Here’s a little saying that irritates me:
Absence of evidence is not evidence of absence.
It’s the kind of thing a Sherlock Holmes-like character might say in a detective novel. The idea is that we can’t be sure something doesn’t exist just because we haven’t seen it yet.
What bothers me is that the statement misuses the word “evidence.” The statement would be correct if we substituted “proof” for “evidence.” We can’t conclude with absolute certainty that something doesn’t exist just because we haven’t yet proved that it does. But evidence is not the same as proof.
Why do we believe that dodo birds are extinct? Because no one has seen one in three centuries. That is, there is an absence of evidence that they exist. That is tantamount to evidence that they do not exist. It’s logically possible that a dodo bird is alive and well somewhere, but there is overwhelming evidence to suggest this is not the case.
Evidence can lead to the wrong conclusion. Why did scientists believe that the coelacanth was extinct?

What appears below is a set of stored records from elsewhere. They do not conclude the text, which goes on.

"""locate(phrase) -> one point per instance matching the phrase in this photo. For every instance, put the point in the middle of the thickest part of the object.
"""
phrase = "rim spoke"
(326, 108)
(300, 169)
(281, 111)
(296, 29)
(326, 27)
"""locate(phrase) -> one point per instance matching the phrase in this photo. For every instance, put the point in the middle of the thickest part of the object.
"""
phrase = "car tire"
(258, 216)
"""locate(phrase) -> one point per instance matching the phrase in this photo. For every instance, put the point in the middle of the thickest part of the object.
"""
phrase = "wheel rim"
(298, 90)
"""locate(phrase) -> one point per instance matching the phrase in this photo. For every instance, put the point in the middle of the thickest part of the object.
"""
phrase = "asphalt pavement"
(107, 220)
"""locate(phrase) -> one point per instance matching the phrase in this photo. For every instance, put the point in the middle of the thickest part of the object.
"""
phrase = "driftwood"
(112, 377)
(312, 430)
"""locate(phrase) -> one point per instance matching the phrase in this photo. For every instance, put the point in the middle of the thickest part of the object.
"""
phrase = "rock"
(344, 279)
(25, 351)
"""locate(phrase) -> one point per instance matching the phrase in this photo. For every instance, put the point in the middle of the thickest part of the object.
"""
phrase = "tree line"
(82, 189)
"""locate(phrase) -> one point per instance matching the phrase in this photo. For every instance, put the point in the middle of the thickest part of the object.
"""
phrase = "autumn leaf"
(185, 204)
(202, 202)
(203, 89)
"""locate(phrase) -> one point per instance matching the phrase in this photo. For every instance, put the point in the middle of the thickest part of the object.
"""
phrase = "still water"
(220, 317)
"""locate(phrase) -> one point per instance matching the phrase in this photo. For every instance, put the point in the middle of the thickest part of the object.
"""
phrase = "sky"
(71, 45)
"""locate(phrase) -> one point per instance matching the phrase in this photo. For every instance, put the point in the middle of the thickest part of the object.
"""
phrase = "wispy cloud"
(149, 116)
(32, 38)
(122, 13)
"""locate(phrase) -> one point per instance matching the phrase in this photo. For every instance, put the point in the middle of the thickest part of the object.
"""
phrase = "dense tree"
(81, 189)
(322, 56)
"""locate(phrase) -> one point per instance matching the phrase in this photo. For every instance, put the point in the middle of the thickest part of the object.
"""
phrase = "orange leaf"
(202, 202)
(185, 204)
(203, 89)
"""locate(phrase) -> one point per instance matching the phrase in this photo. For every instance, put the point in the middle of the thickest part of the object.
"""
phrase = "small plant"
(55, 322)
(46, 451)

Because no one had seen one except in fossils. The species was believed to have gone extinct 65 million years ago. But in 1938 a fisherman caught one. Absence of evidence is not proof of absence.
Though it is not proof, absence of evidence is unusually strong evidence due to subtle statistical result. Compare the following two scenarios.
Scenario 1: You’ve sequenced the DNA of a large number prostate tumors and found that not one had a particular genetic mutation. How confident can you be that prostate tumors never have this mutation?
Scenario 2: You’ve found that 40% of prostate tumors in your sample have a particular mutation. How confident can you be that 40% of all prostate tumors have this mutation?
It turns out you can have more confidence in the first scenario than the second. If you’ve tested N subjects and not found the mutation, the length of your confidence interval around zero is proportional to N. But if you’ve tested N subjects and found the mutation in 40% of subjects, the length of your confidence interval around 0.40 is proportional to √N. So, for example, if N = 10,000 then the former interval has length on the order of 1/10,000 while the latter interval has length on the order of 1/100. This is known as the rule of three. You can find both a frequentist and a Bayesian justification of the rule here.
Absence of evidence is unusually strong evidence that something is at least rare, though it’s not proof. Sometimes you catch a coelacanth.